The anecdotal evidence is overwhelming. Agile methods can work really well for many small teams and small projects. However, no matter what the expert, high-profile, “coaches” purport, the jury is still out regarding its scalability to large teams and large projects. In “How even agile development couldn’t keep this mega-project on track“, Nick Heath showcases the British disaster known as the £2.4bn “Universal Credit Programme“.

First, the sad fact:

…the UK government has had to write off at least £34m on the programme and delay the national launch for the project. The department in charge of the project, the Department for Work and Pensions (DWP), can’t guarantee the remainder of the £303m it has spent on the project so far will offer “good value” it said.

From the rest of Nick’s story, it becomes clear that agile methods weren’t really used to develop the software:

There was a two-year gap between the DWP starting the project design and build process, and the system going live in 2013.

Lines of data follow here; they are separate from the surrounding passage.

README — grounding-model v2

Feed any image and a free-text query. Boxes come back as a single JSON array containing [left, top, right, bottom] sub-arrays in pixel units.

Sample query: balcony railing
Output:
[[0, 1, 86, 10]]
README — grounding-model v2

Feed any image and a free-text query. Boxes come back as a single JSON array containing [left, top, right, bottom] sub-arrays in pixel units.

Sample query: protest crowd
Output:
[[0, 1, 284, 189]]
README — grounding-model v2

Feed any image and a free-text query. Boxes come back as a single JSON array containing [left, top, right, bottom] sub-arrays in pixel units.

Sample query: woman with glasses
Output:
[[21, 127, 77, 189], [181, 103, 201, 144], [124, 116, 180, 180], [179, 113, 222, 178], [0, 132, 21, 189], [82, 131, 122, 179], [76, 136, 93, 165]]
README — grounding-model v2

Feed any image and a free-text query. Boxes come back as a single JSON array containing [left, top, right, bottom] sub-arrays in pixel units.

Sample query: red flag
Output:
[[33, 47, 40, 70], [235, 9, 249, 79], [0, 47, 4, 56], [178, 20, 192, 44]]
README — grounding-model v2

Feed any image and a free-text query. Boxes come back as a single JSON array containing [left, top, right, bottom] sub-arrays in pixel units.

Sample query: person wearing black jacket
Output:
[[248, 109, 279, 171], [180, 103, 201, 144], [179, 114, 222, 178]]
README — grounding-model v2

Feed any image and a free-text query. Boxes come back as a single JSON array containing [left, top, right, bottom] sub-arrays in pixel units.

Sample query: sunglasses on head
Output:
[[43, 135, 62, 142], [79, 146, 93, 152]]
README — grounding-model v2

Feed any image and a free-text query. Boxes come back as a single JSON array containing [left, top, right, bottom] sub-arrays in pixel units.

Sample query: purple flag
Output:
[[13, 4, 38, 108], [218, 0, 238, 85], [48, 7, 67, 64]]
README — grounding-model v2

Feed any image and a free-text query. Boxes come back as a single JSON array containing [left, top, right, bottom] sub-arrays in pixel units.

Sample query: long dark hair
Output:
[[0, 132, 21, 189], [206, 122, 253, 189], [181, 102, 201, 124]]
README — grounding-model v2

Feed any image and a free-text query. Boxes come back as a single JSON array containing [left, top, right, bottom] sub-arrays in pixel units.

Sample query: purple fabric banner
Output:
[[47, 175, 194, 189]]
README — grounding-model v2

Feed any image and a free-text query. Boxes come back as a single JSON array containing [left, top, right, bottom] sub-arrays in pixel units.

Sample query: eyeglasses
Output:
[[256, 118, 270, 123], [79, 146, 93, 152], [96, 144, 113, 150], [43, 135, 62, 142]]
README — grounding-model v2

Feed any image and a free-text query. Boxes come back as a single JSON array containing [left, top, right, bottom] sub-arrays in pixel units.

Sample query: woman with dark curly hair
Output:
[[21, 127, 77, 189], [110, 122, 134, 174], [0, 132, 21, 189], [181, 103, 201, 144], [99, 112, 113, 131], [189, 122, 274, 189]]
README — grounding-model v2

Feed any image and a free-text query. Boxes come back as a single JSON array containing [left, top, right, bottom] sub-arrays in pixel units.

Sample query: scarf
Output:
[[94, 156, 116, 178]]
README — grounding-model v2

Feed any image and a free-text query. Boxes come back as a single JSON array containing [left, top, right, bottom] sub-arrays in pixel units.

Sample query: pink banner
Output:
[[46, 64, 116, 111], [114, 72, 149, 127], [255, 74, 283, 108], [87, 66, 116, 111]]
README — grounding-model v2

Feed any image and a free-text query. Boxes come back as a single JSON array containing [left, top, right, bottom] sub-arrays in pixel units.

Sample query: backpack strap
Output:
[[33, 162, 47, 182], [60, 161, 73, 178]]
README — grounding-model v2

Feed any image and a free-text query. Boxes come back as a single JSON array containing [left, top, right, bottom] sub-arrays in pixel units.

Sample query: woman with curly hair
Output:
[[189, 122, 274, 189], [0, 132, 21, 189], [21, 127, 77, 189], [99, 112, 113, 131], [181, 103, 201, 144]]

The DWP experienced problems incorporating the agile approach into existing contracts, governance and assurance structures.

That second point is key. No matter how much a big org wants to be “agile“, it is heavily constrained by the hierarchical structures, stature-obsessed mindsets, byzantine processes, and form-filled procedures entrenched within not only itself, but also within its suppliers and customers. It’s a classic “system” problem where futzing around with one component may crash the whole system because of hardened interfaces and skin tight coupling.

As the figure below shows, attempting to “agilize” a large component within an even larger, waterfall-centric, system creates impedance mismatches at every interface. The greater the mismatch, the less productive the system becomes. Information flow and understanding between components bog down while noise and distortion overwhelm the communication channels. In the worse case, the system stops producing value-added output and it would have been better to leave the old, inefficient, waterfall-centric system intact.

impedance mismatch

The only chance an agile-wanna-be component has at decoupling itself from the external waterfall insanity is to covertly setup a two-faced, agile<->waterfall protocol converter for each of its external interfaces. Good luck pullin’ that stunt off.